Investigators: Family living in deplorable conditions despite thousands of vacant NYCHA apartments

Thursday, June 25, 2015
Family living in deplorable conditions despite thousands of vacant NYCHA apartments
Jim Hoffer has the story.

BROOKLYN (WABC) -- A family from Brooklyn is pleading for help over what they call deplorable conditions in a New York City public housing apartment.

They've asked NYCHA to move them, but their requests have been rejected even though thousands of apartments are sitting empty.

The Eyewitness News Investigators have seen a lot of stories through the years about bad conditions at public housing, but reporter Jim Hoffer says this one probably tops them all. It is an apartment that's more sieve than shelter, and the city housing authority is seemingly uninterested in placing the family into one of their many empty units.

For 10 years, Paul Levine, his wife and son have lived with leaks.

"This is the way I've got to live," he said. "We covered everything up last night because water coming in. These buckets were changed at 11 last night, three-quarters full."

About a year ago, the leaks became so bad that maintenance workers at the city-run Glenwood Housing put up metal catch basins with drainage hoses.

"It catches the water," he said. "It's tin, catches water comes down here, flows down there, across furniture and into the bucket."

With a ceiling covered in tin, drainage hoses hanging down the wall and buckets covering the floor, life has been tough.
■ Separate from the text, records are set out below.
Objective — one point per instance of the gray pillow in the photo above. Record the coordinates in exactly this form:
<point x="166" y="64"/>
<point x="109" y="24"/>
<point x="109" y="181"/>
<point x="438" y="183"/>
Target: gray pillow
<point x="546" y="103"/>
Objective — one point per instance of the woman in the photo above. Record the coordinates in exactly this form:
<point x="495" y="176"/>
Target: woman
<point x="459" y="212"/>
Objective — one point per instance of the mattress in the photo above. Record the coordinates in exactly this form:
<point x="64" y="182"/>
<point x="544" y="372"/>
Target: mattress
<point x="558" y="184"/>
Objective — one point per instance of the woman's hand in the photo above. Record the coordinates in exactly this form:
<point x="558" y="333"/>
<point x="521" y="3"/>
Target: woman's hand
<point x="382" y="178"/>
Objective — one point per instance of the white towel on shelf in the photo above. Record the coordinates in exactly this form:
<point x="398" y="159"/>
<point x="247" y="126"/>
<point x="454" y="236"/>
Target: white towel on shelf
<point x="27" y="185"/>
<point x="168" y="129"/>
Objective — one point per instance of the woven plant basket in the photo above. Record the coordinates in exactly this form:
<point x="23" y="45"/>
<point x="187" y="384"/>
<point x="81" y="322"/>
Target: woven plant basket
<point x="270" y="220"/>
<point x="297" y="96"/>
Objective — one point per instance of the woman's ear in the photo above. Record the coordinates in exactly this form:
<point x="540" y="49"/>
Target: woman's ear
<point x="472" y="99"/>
And the threat of collapse scared him enough to move his son's bed into the living room.

"This is dangerous," he said. "Pans filled up with water, you hear water coming down on the pans, you hear water between the walls."
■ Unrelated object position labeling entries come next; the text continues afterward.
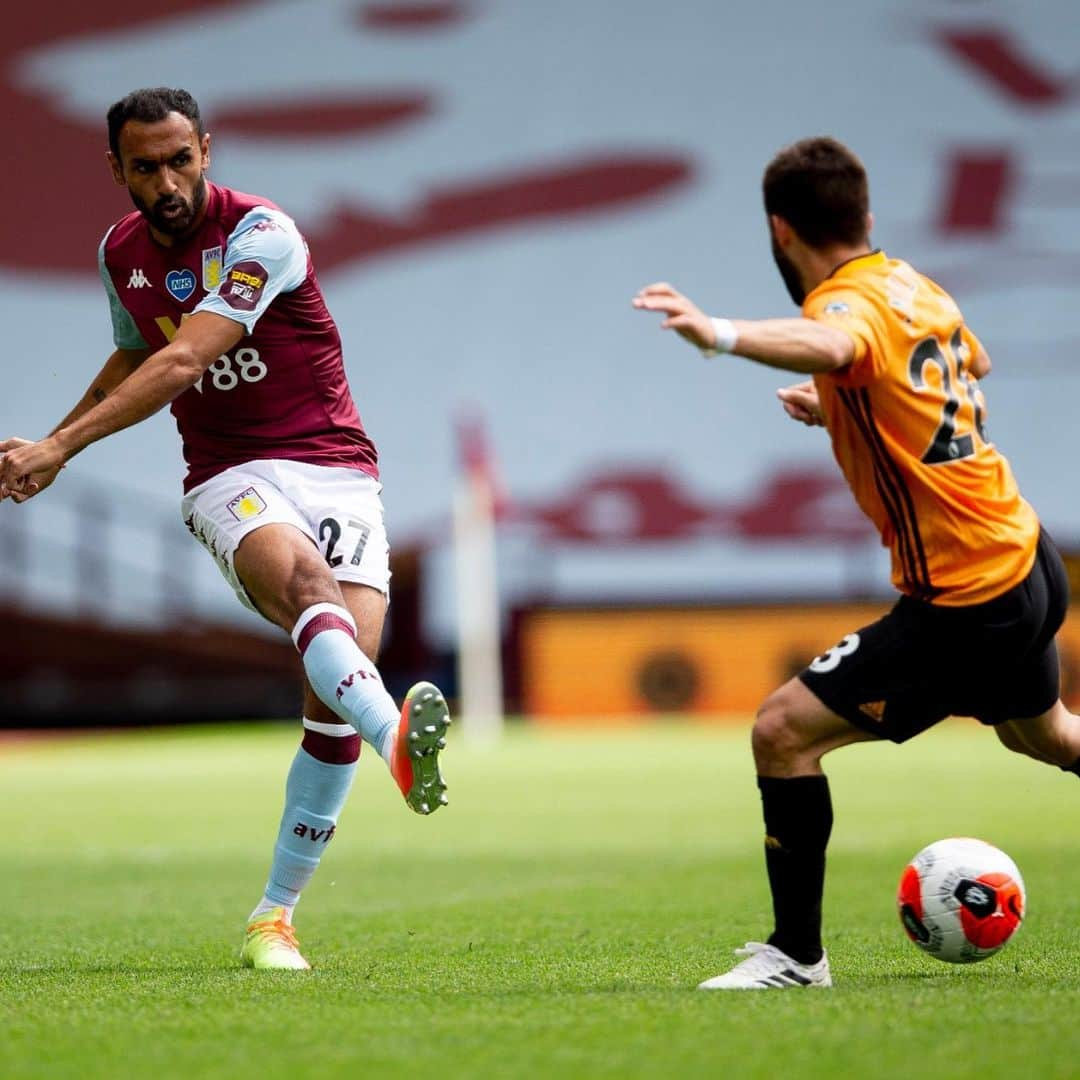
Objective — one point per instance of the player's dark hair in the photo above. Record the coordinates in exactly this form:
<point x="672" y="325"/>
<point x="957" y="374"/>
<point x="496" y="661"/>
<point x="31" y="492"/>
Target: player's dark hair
<point x="819" y="187"/>
<point x="148" y="106"/>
He has asked repeatedly for an emergency transfer to another NYCHA apartment, but so far, nothing has happened.

"Paperwork gets put in every six months, they disappear," he said. "'Did you find me an apartment?' 'Can't find paperwork, fill another one out.'"

There has been no emergency transfer even though a newly-released audit by city Comptroller Scott Stringer says NYCHA is sitting on 2,342 vacant apartments.
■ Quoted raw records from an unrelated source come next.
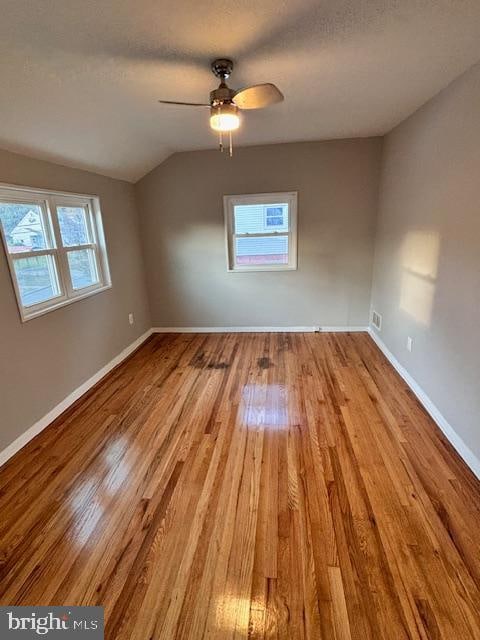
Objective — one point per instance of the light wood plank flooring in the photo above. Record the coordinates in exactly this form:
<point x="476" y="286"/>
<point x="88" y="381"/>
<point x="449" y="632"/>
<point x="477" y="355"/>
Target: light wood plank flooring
<point x="247" y="486"/>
"These are real apartments that could have been given to real New Yorkers in real need," Stringer said. "And it's shameful."

NYCHA has recently started repairing the roof in Levine's building, although he's not hopeful because he claims the leak troubles began a decade ago after roof construction. At this point, for his health and that of his family, he just wants out and to be placed into one of the thousands of NYCHA's vacant apartments until his is properly fixed.

"The more I ask for help or to go to another house, they say yeah we'll get back to you, or put a ticket in," he said.

In response to this report, NYCHA officials said they have no record that Levine requesting to be moved to another apartment. An agency spokesman says the temporary measures are an effort to contain the leaks until roof replacement work on the building is completed next month. Officials say they are spending millions to replace the roofing on all 20 buildings at the Glenwood Houses.